The cost of living there is getting to the point where the 3 people I know are bailing out of the state faster than you could shake a stick at, as long as the stick isn't pointy, over 16" long, does not have any pokey knots on it or doesn't have a stick shroud on it. 

That state needs to be taught a lesson, and the only way that is going to happen is a mass exodus from there by it's remaining semi-sensible residence. (Not always possible I know, selling a home there is about as bad as it's ever been from what I understand.)

Zhur


----------



## Baldy (Jun 21, 2006)

STI pulled out at the frist of the year and I imagine there will be more. Why should a gun manufacture have to pay $500,000 and up a year to a bunch of idiots to drop their guns off latters and other crazy stunts. You got to sell a lot of guns to make up for that kind of loss. brokenimage


----------



## Mike Barham (Mar 30, 2006)

I don't doubt that will see an exodus of smaller manufacturers from California. The bigger companies will likely stay, since Cali is supposedly the sixth-largest economy in the world and there are still a lot of gun owners there.

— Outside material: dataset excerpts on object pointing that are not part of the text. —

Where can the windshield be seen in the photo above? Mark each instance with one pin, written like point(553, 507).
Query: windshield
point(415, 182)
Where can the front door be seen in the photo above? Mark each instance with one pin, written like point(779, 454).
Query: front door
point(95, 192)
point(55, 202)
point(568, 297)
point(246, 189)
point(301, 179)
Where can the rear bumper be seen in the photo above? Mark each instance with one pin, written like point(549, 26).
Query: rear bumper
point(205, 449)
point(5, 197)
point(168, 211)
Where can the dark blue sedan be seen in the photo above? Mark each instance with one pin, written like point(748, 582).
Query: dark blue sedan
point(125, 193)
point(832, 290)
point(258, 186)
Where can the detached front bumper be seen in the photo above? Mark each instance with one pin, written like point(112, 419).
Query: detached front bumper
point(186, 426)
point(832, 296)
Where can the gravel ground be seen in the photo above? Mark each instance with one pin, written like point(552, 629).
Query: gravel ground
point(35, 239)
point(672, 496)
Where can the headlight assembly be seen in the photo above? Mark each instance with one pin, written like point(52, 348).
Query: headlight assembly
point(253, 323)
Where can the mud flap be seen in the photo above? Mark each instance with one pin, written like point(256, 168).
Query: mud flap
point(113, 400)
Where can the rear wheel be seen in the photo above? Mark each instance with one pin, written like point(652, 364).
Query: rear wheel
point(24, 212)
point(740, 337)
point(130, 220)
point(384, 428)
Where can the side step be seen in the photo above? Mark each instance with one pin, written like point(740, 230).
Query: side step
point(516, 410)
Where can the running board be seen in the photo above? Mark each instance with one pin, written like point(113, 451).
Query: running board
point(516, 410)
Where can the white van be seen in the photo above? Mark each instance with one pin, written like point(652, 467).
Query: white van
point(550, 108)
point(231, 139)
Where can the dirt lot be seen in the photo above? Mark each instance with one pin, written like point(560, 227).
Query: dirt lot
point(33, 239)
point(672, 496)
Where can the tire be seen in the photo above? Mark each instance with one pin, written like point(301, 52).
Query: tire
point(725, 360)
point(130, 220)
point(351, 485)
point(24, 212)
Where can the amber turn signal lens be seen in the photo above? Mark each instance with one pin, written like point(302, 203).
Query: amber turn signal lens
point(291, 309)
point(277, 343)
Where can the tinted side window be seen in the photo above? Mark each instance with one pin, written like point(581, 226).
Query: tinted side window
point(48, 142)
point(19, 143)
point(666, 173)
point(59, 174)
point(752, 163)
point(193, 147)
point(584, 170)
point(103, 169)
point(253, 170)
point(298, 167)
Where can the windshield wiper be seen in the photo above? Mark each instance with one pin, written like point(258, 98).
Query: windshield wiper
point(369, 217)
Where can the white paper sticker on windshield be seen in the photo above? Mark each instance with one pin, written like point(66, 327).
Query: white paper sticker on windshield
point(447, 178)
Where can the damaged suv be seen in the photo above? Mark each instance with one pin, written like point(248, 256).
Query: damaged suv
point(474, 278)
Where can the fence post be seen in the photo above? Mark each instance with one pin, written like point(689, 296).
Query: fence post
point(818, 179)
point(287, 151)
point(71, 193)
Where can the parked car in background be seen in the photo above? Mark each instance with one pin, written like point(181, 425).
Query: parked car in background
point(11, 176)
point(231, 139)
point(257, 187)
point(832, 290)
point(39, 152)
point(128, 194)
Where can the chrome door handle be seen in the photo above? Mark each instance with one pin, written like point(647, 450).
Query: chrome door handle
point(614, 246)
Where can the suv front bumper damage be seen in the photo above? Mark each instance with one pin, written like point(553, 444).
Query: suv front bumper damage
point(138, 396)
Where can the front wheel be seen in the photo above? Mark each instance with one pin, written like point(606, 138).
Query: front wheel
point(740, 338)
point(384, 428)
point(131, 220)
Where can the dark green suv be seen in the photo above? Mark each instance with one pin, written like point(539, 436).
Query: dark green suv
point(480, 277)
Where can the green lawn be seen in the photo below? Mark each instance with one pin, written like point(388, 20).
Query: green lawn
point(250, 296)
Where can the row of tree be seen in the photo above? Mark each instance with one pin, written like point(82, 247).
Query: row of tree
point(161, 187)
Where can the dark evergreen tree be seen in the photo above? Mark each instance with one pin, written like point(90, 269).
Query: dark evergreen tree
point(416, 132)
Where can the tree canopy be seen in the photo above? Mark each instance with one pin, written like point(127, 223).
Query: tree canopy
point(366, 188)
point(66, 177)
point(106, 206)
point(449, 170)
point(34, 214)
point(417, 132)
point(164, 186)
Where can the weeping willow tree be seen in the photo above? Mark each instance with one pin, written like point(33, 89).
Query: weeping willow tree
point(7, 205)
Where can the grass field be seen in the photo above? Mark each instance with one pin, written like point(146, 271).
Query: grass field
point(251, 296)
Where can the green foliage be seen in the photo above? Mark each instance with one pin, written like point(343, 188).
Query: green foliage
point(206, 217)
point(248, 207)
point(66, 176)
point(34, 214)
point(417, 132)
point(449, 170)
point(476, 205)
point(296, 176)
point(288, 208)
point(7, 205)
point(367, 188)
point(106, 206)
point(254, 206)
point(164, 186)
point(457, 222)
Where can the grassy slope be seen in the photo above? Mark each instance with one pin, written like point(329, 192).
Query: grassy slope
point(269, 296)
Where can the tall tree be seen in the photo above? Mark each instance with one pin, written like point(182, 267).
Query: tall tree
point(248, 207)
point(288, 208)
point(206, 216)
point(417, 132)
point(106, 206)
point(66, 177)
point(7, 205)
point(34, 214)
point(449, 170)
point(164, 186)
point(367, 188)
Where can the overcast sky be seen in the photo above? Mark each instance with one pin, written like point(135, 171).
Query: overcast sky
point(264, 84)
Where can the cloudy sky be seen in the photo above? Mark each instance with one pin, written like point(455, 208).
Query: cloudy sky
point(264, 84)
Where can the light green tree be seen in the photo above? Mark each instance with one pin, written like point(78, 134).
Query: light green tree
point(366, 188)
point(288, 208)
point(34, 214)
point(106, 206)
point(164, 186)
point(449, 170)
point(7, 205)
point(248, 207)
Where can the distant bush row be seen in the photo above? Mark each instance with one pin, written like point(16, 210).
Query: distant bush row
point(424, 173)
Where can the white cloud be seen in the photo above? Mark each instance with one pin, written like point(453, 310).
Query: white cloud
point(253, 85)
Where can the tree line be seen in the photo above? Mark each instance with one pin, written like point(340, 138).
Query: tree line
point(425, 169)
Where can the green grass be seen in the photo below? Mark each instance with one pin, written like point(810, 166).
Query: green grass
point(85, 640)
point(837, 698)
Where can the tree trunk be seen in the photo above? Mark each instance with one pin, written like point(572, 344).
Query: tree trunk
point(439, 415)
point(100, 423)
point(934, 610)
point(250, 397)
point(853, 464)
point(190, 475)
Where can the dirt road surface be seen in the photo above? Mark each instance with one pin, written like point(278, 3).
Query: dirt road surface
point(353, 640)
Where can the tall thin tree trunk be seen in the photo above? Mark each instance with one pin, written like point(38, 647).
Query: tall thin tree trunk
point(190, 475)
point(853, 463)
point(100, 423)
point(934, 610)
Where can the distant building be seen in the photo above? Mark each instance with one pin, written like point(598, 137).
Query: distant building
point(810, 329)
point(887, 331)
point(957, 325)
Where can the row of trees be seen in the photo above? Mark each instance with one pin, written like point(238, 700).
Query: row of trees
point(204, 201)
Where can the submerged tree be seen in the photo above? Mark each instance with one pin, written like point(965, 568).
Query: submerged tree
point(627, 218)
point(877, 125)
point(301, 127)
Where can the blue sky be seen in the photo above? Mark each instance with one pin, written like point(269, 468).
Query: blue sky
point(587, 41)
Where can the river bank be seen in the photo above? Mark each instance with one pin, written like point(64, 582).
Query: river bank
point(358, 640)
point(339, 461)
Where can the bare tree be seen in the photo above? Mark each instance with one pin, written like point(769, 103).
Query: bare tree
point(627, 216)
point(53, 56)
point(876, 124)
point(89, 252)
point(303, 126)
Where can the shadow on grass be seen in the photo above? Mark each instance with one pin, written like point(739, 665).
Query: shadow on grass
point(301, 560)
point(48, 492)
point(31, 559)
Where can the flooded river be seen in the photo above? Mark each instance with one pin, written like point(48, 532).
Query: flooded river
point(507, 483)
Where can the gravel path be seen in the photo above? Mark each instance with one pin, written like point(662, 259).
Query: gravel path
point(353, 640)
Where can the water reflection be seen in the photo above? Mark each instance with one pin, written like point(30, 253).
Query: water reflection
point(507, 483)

It would be delicious if gun companies pulled out of Cali and, like Ronnie Barrett, refused to sell guns to Cali government agencies, including police departments. But that's not going to happen, since foreign gun makers don't really care about RKBA issues, and domestic gunmakers won't cede a huge portion of the market to foreign competition.


----------



## unpecador (May 9, 2008)

I'm more concerned about ammuntion availability in the future and potential laws restricting sales and other issues which could increase prices. BTW California is called the Golden State because of gold and the California Gold Rush and nothing more.


----------



## deadon (Apr 29, 2008)

STI has pulled out, I was told by the boys at Stockton's Outdoor Sportsman store that Kimber is pulling out for sure, you can pretty much go to the Department of Justice website and access the list of Approved Handguns for Sale and then look at the list of handguns that are no longer approved for sale in the state and it has grown tremendously. At this point, I'm not too worried about handguns, I've got more than I need, ammo is a huge issue, gun is no good without ammo. That is a big issue this year, I've got 5 more years before I retire and I can't wait to get the hell out of Dodge. I saw a M-4 style rifle on the shelf, asked them if it was legal in this state and I was told yup, when he handed it to me, it was a fixed magazine M-4, so this is what this state reduces a firearm manufacturer so they can sell a firearm. Sad. the rifle resembled a M-4, it is called a Carbon 15 Top Loader. In order to load the rifle, flip open the top receiver and insert the rounds, as one who was in the service and very familiar with M-16's and M-4's, this was repugnant. Here's a picture of it.


----------



## deadon (Apr 29, 2008)

Sorry, hopefully this link will show..

http://www.bushmaster.com/catalog_carbon15_AZC-C15RM4FT.asp


----------